Artist Interviews: Jane Smith

Jane Smith is an author-illustrator and designer who has created numerous children's books and licensed her art for a variety of products. Thank you so much Jane for sharing your beautiful work and inspiration with the Art Makes Us community!

AMU: Art Makes Us ___.

Jane: Connected.

AMU: Tell us a little about yourself and your art.

Jane: Hello, hello to everyone tuning in! First of all, thank you so much for having me here today! I am Super Jane Smith, and I am an author, illustrator and designer with nearly 20 years of experience writing, illustrating and designing children’s books and artwork for art licensing products. I am the author-illustrator of 8 children’s picture books, including the popular Chloe Zoe series, Hello, New House and Miss Meow

I’m a Midwestern girl, having grown up in Columbus, Ohio. I spent my childhood writing stories, making pictures and reading all the books my librarian mom brought home. After I earned my BFA in Illustration from the Columbus College of Art & Design (where I met both Paul & Melissa!!!), I moved to sunny Los Angeles, California, where I got my start in publishing as an art director of children’s novelty books.

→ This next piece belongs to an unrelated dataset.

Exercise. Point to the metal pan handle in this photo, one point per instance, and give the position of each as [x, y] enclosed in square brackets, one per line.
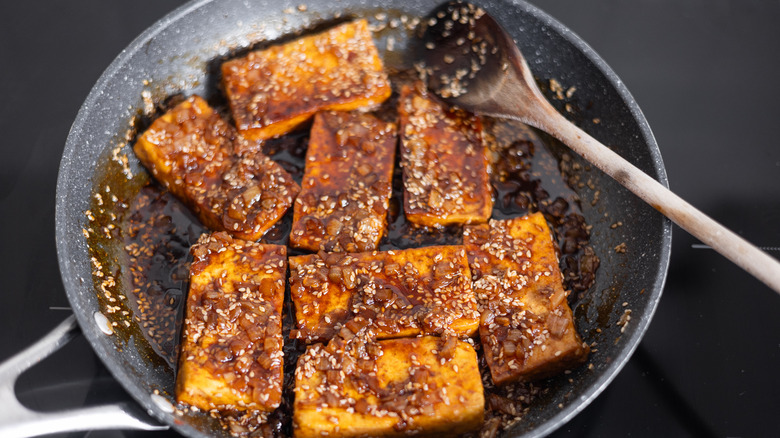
[17, 421]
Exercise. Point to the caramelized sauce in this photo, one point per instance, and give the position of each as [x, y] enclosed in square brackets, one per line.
[157, 230]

These days I love getting crafty in my seaside studio and writing stories about robots, cats and all kinds of adventures. I live with my graphic designer husband, superstar daughter and lots and lots of bugs in sun-kissed Wilmington, North Carolina.

AMU: What’s your favorite medium?

Jane: My favorite mediums for drawing are a plain #2 pencil, black or brown colored pencil and Faber-Castell artist pens on paper. For color art, I most like to scan my drawings and then work on the computer in PhotoShop. Because I am a collage artist at heart, I usually select a palette of papers, fabrics and various textures to scan into the computer to combine with digital paint.

AMU: What inspires you?

Jane: Would it be a cheat to say EVERYTHING?! I feel inspired by just living my life and observing and interacting with the people and the world around me. I can get an idea and a spark to create from anything really—sunny days, seashells, cupcakes, the beach, Sunday drives in the neighborhood, travel, museums, walking, cooking, baking, yoga, succulents, sticker collections, aliens, robots, movies, books, cartoons, cats, Halloween, tea and any number of other wonderful things in the world.

AMU: What are your artistic goals for the future?

Jane: My artistic goals absolutely include making more children’s picture books! I’d also love to write, illustrate and publish either a middle grade or YA novel. It’s also been a long time since I did any large-scale mixed media collages on canvas, and I’d like to find my way back to doing some of those again, too—just for myself as a balance to my illustration work.

AMU: What is one piece of art advice you were given that has always stuck with you?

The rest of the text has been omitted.